Exigindo o Cód. de Processo nacional que sejam êsses depoimentos tomados e redigidos pelo próprio magistrado, nunca se pode concluir o julgamento da causa em uma audiência. E estas se multiplicam e tomam várias horas. Havendo recurso sôbre matéria de fato, é indispensável que os depoimentos constem dos autos, para que sejam examinados pelos juízes da Superior Instância. Se tais recursos fôssem limitados a matéria de direito, os três juízes do Tribunal Coletivo de primeira instância ouviriam o depoimento das partes e o das testemunhas, atenderiam às alegações dos advogados e passariam a proferir decisão sem reduzir a escrito tudo quanto foi dito na audiência. Os três julgadores apreciariam essa prova em discussão oral, presenciada pelos advogados das partes. Êstes poderiam intervir na discussão, prestando esclarecimentos e impedindo que os magistrados incidam erros e equívocos, muito freqüentes hoje, quer nas sentenças que são proferidas no recesso dos gabinetes dos juízes de primeira instância, quer nas decisões dos Tribunais, que são proferidas em público, mas sem possibilidade de intervenção dos advogados, que passam às vêzes por verdadeiro suplício, notando interpretações errôneas, omissões flagrantes, enganos fàcilmente corrigíveis com uma única palavra de alerta, sem, entretanto, poderem proferi-la, pois, em Tribunais como o de São Paulo, impera a draconiana regra do silêncio por parte dos causídicos, que têm de ficar mudos e quedos, diante da prolação oral dos votos dos Srs. desembargadores.

Com a possibilidade dos advogados intervirem no debate oral travado pelos julgadores, chegar-se-á a um perfeito acertamento dos fatos, acertamento esse reduzido a um breve relatório. Guardando ainda nos ouvidos os esclarecimentos da prova oral, e as alegações das partes, os juízes, que a essa altura já terão lido a prova escrita, passarão a proferir decisão, aplicando o direito à espécie. Da sentença assim proferida, por um Juízo Coletivo, admitir-se-á recurso, limitado sòmente às questões de direito. Funda-se essa nova sugestão no sistema de recurso adotado pelo Cód. de Proc. Civil de Portugal, aprovado pelo dec. n.° 29.637, de 28 de maio de 1939, nos quais a Relação só decide sôbre matéria de direito, salvo casos excepcionais.

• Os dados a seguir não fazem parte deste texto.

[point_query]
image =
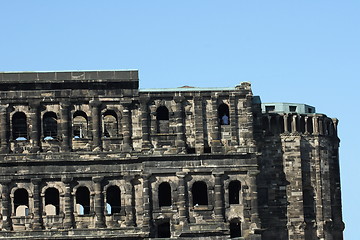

Comentando o art. 712 dêsse Código, escreve JOSÉ ALBERTO DOS REIS: “O princípio é que o Tribunal Coletivo julga definitivamente a matéria de fato da sua competência. Portanto, só excepcionalmente é que a Relação poderá alterar a decisão do Tribunal Coletivo. As exceções estão agora nìtidamente especificadas no art. 712”.

Fora dos casos aí previstos, a decisão de primeira instância transita em julgado e não poderá ser modificada em grau de apelação.

Baseados no velho brocardo de que uma pequena diferença na apreciação dos fatos pode levar a uma grande diversidade na aplicação do direito, entendem muitos ser dificílimo separar as questões de fato e de direito, para só se admitir recurso quando o direito tiver sido mal aplicado. E os que assim pensam estariam em desacôrdo com a sugestão de se limitar os recursos a questões de direito. Mas essa atitude não se justifica, mesmo em face do sistema atual dos nossos recursos. Se não fôsse possível distinguir as questões de fato das de direito, deviam ser banidos das nossas leis processuais os recursos de revista e extraordinário, pois os mesmos se limitam a questões de direito.

Poderia a nossa lei adotar cautelas semelhantes às do Código português, cogitando de casos em que excepcionalmente pudesse, com base em prova documental, manifestar-se o Tribunal de Justiça sôbre algum êrro ocorrido no ajustamento dos fatos.

Mas, fora êsses casos excepcionais, rigorosamente examinados, os recursos se limitariam a questões de direito.

Por essa forma, diminuir-se-ia extraordinariamente o serviço dos Tribunais de Justiça e o do próprio Supremo Tribunal Federal. Não precisaríamos mais de Tribunal de Justiça com quatro dezenas de desembargadores, como é o de São Paulo.

E, tendo os desembargadores maior tempo para estudar o direito, menos violações da lei federal cometeriam, e melhor afinariam os seus julgamentos pelos acórdãos das outras Câmaras e pelos arestos dos outros Tribunais. Isto faria necessàriamente diminuir os recursos de revista e os extraordinários.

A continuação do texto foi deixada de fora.